Deux constats se dégagent au sujet de Daddy’s Home. D’abord, il s’agit de l’album le plus chaleureux de St. Vincent, celui sur lequel la technique et la quête de sonorités éclectiques prennent un pas de recul. Ça ne signifie pas qu’il n’y a aucune virtuosité, comme en fait foi le solo de guitare épique dans Live in the Dream, mais c’est la première fois que la guitare d’Annie Clark sonne exactement comme une guitare, non comme un engin du futur. En ce sens, la réalisation de Jack Antonoff (Lana Del Rey) est tout à fait en phase avec le propos et vient mettre en valeur les différentes textures de guitares ou de claviers rétro, dont le clavinet et le wurlitzer.
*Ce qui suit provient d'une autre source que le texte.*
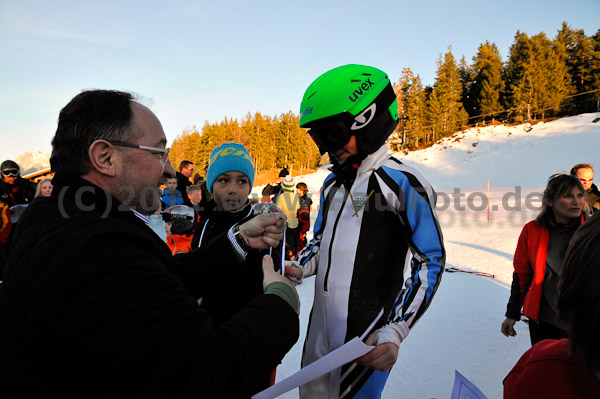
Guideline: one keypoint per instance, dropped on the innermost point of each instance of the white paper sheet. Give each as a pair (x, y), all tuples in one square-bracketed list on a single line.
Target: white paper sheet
[(342, 355)]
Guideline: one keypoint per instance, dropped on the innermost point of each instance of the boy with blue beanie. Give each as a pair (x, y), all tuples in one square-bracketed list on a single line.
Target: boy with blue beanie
[(229, 179)]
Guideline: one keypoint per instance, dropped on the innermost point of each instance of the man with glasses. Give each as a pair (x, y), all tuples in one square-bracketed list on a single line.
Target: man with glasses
[(186, 170), (93, 305), (585, 173)]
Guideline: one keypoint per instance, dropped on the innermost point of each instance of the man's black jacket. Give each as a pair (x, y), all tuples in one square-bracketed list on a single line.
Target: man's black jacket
[(94, 306)]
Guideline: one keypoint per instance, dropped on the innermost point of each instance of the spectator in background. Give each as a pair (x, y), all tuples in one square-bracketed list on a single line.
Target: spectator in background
[(171, 195), (179, 227), (15, 193), (539, 257), (303, 213), (186, 170), (585, 173), (206, 195), (289, 203), (195, 195), (44, 188), (14, 190), (273, 189), (93, 304), (568, 368)]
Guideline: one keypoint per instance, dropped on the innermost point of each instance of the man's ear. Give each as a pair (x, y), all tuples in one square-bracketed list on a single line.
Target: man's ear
[(103, 158)]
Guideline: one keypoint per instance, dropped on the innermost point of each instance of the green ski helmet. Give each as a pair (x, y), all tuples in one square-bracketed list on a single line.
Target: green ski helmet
[(346, 101)]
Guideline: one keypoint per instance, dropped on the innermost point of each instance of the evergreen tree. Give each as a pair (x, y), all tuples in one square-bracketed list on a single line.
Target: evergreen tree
[(536, 77), (487, 81), (446, 110), (413, 113)]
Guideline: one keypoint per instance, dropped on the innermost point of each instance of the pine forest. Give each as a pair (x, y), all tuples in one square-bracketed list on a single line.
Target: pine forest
[(542, 78)]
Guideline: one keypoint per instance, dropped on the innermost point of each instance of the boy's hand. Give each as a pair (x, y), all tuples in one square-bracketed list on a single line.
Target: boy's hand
[(293, 271), (264, 230), (382, 358)]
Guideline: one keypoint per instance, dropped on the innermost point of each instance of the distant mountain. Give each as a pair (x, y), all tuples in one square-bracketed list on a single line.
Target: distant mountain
[(31, 162)]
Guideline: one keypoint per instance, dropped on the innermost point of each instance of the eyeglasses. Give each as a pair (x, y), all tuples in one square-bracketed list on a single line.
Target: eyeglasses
[(10, 172), (164, 152)]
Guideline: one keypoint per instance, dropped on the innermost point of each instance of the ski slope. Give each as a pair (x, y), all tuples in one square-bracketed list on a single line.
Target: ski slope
[(461, 329)]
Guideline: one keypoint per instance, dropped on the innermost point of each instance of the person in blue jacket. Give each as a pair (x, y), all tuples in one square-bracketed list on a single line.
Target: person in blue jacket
[(377, 251)]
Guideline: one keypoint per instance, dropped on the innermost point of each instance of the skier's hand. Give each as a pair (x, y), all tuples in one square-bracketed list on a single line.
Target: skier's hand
[(508, 327), (292, 270), (271, 276), (382, 358), (264, 230)]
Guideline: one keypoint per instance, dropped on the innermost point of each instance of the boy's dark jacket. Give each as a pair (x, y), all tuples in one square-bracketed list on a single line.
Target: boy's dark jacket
[(245, 279), (94, 306)]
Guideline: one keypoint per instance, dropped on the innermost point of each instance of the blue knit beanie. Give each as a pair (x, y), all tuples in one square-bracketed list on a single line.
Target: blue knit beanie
[(229, 157)]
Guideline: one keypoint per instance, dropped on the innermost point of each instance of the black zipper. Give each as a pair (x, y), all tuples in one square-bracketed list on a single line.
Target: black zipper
[(337, 219)]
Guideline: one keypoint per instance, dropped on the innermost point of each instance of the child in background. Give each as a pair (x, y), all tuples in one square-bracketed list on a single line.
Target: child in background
[(289, 203), (171, 196), (179, 228), (195, 195), (303, 213)]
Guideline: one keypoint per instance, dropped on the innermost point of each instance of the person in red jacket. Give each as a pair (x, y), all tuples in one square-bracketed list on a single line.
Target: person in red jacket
[(538, 260), (568, 368)]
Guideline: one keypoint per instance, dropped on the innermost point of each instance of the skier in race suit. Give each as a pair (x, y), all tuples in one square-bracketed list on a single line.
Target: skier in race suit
[(376, 225)]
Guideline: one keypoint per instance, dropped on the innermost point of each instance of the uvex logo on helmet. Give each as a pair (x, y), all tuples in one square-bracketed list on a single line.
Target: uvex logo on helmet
[(361, 120), (364, 87)]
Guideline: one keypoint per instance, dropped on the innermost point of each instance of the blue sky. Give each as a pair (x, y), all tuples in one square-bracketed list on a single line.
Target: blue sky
[(197, 61)]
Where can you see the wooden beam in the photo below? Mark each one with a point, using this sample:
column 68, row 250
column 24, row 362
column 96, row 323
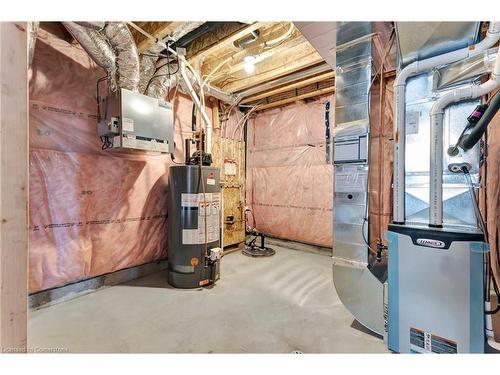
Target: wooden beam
column 227, row 41
column 289, row 87
column 237, row 59
column 299, row 58
column 13, row 186
column 282, row 102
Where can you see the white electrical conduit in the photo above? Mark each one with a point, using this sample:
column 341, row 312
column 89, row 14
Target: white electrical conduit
column 200, row 104
column 437, row 118
column 489, row 333
column 417, row 67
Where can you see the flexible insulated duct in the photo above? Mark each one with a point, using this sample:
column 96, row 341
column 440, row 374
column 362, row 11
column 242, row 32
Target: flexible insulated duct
column 94, row 25
column 148, row 66
column 127, row 58
column 152, row 65
column 97, row 47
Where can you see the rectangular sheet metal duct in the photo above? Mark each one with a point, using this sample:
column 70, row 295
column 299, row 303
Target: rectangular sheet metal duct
column 356, row 286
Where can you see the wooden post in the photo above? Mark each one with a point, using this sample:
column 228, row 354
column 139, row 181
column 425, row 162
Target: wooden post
column 13, row 186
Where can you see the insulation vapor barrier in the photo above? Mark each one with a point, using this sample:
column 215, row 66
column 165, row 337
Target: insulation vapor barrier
column 289, row 181
column 91, row 212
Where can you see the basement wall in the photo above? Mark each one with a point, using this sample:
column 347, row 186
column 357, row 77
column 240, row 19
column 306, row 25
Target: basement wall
column 289, row 182
column 91, row 212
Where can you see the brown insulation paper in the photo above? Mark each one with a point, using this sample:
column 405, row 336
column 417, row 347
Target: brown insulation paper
column 91, row 212
column 289, row 182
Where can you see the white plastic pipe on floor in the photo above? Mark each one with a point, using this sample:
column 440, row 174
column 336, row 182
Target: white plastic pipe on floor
column 436, row 130
column 413, row 69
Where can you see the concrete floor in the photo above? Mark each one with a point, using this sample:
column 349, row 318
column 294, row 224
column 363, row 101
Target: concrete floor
column 272, row 305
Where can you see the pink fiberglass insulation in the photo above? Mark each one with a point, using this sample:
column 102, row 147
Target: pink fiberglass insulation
column 91, row 211
column 289, row 182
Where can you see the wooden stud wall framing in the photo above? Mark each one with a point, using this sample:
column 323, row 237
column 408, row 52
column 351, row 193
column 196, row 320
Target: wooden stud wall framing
column 233, row 186
column 13, row 186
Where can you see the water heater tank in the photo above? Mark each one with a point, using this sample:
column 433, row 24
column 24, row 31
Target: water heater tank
column 193, row 226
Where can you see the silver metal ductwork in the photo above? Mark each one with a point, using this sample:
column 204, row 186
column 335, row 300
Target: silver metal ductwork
column 95, row 44
column 127, row 58
column 148, row 66
column 358, row 289
column 164, row 78
column 155, row 78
C’est aussi la première fois que St. Vincent laisse tomber les barrières qui entourent en général sa musique et qui la rendent un peu inclassable, comme si elle n’avait pas de précédent. Ici, toutes les références sont assumées, qu’il s’agisse de David Bowie, Stevie Wonder, et même Pink Floyd. Sur l’excellente My Baby Wants a Baby, elle se permet même un emprunt (pour mieux en détourner le sens) à Morning Train (Nine to Five), un tube rétrograde de 1981 dans lequel Sheena Easton se glissait dans la peau d’une femme au foyer attendant que son mari rentre du travail.

Maintenant, est-ce que Daddy’s Home est le chef-d’œuvre de St. Vincent, comme l’a clamé le Daily Mail? La réponse courte est non. Je trouve que sa façon d’emprunter aux styles musicaux du passé est parfois un peu trop littérale, comme si on perdait sa voix d’auteure au passage. Dans un esprit similaire, j’estime que U.S. Girls a signé l’an dernier une œuvre supérieure avec Heavy Light, un autre disque qui empruntait au soul et au funk des années 60 et 70, mais en les réactualisant.

Cela dit, Daddy’s Home demeure un fascinant voyage dans le temps. C’est aussi un disque complexe qui n’a sans doute pas fini de livrer tous ses secrets. Et même si on n’en avait pas besoin, c’est aussi une autre preuve du talent immense d’Annie Clark, mais cette fois en mode moins bouillonnant et plus accessible.